With an aim to help resolve the acute fodder crisis across India, a Bengaluru-based Agri-tech start-up – Hydrogreens has designed “Kambala”, a hydroponic source of fodder for dairy cattle.
An avid enthusiast of agriculture, Vasanth decided to explore the domain further and contribute to a sustainable solution. After interacting with the small and marginal dairy farmers, and landholders in Karnataka, Kerala, Andhra Pradesh, Gujarat, Rajasthan, and Odisha, Vasanth noted the constraints like altering climate, recurring droughts and the consequent economic turmoil at the grassroots level that the farmers face.
How does a Kambala Work?
Vasanth thought along the lines of hydroponics, since he had seen many farmers turning towards the method for better fodder production. Seeing the necessity and demand of the hour, he came up with a sachet model that would work for the small, marginal farmers and individual families. Vasanth and his partner – Jeevan M. got their product patented by the name of Hydrogreens in 2019.
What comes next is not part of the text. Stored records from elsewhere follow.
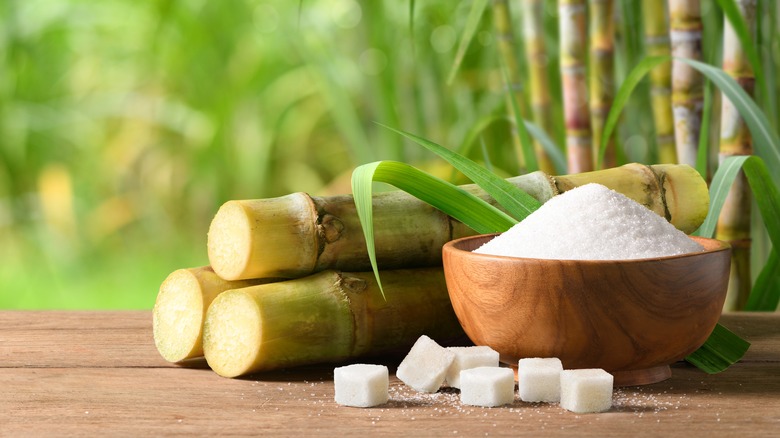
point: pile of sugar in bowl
(591, 222)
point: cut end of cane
(177, 317)
(232, 333)
(230, 241)
(687, 196)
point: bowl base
(642, 377)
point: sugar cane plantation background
(124, 125)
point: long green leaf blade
(518, 203)
(766, 195)
(450, 199)
(621, 98)
(719, 189)
(472, 22)
(549, 146)
(765, 295)
(737, 21)
(765, 139)
(721, 350)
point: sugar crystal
(591, 222)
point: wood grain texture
(52, 388)
(623, 316)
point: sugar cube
(361, 385)
(487, 386)
(586, 390)
(425, 366)
(467, 358)
(539, 379)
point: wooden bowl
(630, 317)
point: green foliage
(124, 125)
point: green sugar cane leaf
(412, 8)
(549, 146)
(740, 27)
(476, 130)
(472, 23)
(450, 199)
(765, 295)
(621, 98)
(719, 189)
(721, 350)
(765, 139)
(767, 197)
(485, 155)
(518, 203)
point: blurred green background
(125, 124)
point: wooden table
(98, 373)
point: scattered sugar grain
(591, 222)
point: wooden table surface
(98, 373)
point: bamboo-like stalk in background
(295, 235)
(656, 27)
(177, 317)
(326, 317)
(602, 77)
(573, 52)
(735, 139)
(687, 83)
(538, 81)
(502, 21)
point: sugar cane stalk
(539, 84)
(324, 318)
(687, 82)
(177, 317)
(602, 78)
(573, 38)
(297, 234)
(656, 27)
(502, 21)
(735, 139)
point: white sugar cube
(586, 390)
(487, 386)
(539, 379)
(467, 358)
(361, 385)
(425, 366)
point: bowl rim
(452, 246)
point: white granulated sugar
(591, 222)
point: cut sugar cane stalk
(177, 317)
(296, 235)
(327, 317)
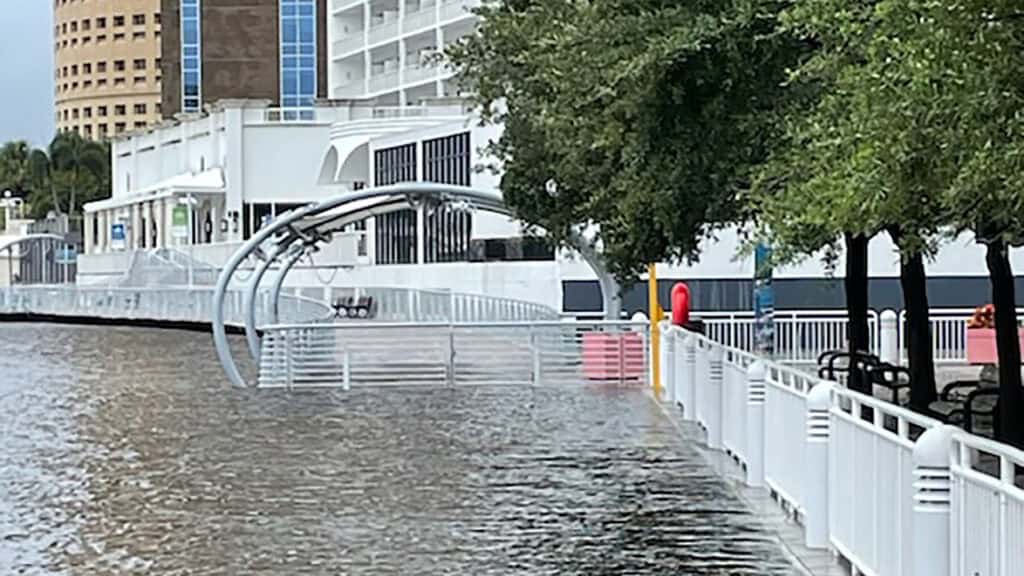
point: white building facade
(394, 117)
(388, 49)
The product can be compared to the structure of a large refrigerator, occupying 3×4 feet of ground space and standing 7 feet tall. Inside, the racks are installed for growing fodder – 7 racks for 7 days of the week. Each rack comprises four trays where approximately 700 grams of high-protein seeds of maize are added one day a week. Alternately, the seeds of wheat or barley can also be used. Within the next few days, the rack becomes covered with fresh, green fodder ready to be dispensed to the cattle. The insides of the racks are connected with 14 micro-sprinklers that spray water occasionally according to the need, once the system is connected to a power source.
In a day, 25 to 30 Kg of fodder is generated in a Kambala Machine, thereby creating enough fodder for at least 4 to 5 cows in a week. The Kambala requires minimal water of around 50 litres for 3 days as compared to around 70 to 100 litres of water required to grow just 1 Kg of fodder in traditional field cultivation. The Kambala is also enveloped with a black net cover from the outside, thereby protecting the growing fodder from excessive heat while allowing ample ventilation. This allows the system to be installed in the areas with high daytime temperatures like interior villages of Rajasthan.
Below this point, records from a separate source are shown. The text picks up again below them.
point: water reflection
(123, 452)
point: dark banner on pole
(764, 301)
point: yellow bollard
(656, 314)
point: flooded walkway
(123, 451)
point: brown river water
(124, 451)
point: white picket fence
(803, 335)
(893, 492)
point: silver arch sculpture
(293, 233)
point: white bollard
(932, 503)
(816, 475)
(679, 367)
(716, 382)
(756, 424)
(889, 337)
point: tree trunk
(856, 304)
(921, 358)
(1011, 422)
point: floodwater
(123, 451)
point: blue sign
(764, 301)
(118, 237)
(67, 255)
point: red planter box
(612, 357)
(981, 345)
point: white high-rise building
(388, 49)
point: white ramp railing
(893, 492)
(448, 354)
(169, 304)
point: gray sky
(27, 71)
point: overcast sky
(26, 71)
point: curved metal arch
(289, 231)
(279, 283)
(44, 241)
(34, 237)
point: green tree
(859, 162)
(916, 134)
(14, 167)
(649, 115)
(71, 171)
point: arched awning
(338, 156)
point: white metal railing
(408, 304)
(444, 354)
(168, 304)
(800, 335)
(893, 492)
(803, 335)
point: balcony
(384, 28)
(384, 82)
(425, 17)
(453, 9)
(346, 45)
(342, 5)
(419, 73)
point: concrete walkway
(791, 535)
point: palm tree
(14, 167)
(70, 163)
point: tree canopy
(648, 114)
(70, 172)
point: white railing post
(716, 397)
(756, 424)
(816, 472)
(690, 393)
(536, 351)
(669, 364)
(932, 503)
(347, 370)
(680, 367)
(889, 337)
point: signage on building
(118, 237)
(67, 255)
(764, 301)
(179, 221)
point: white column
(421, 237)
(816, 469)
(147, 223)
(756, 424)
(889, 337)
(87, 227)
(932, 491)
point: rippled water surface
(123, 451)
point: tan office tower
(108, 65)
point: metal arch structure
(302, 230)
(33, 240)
Priced at Rs. 30,000, each Kambala generates an electricity bill of less than Rs. 70 in a year. The founders have also commissioned a solar-powered version of the machine which is priced at Rs. 45,000 at present. Around 41 units of the solar Kambala are being installed in Anantapur district of Andhra Pradesh and several other units are already active in Rajasthan, Gujarat and Karnataka. In total, the Hydrogreens have installed around 130 Kambala units all over the country and benefited hundreds of farming families.
Before establishing Hydrogreens in January, 2019, Vasanth Kamath and Jeevan M. underwent training on cattle and fodder growth at the ICAR-National Institute of Animal Nutrition and Physiology, Bengaluru. The Institute signed a Memorandum of Understanding with Hydrogreens Agri Solutions, Bengaluru on February 5, 2019 as per the guidelines of Agrinnovate India for a joint R&D programme for standardising the key operational parameters like seed density, watering schedule and minimisation of mold infestation among others for an economical model of hydroponic grain sprouts production unit.
The outcome of this joint programme helped in economical hydroponic fodder production for meeting the green fodder deficit during the adverse weather conditions for better livestock productivity.
Restoring a farmers lost income
Sharing his experience, Pukraj Jaipal, a farmer and social worker from Rajasthan said about the machine to be convenient in operation and providing fodder multiple times. The machine also helped in providing better quality of the fodder which boosts milk production in cattle.
Community fodder stations
Presently, the Hydrogreens is engaged in setting-up around 25 community fodder stations in Chitradurga district of Karnataka. These are small commercial units, in each of which a Kambala has been commissioned under the patronage of local agricultural non-profits. The dairy farmers and villagers with cattle can come up to the station every morning and buy the required amount of high-protein fodder for their cattle.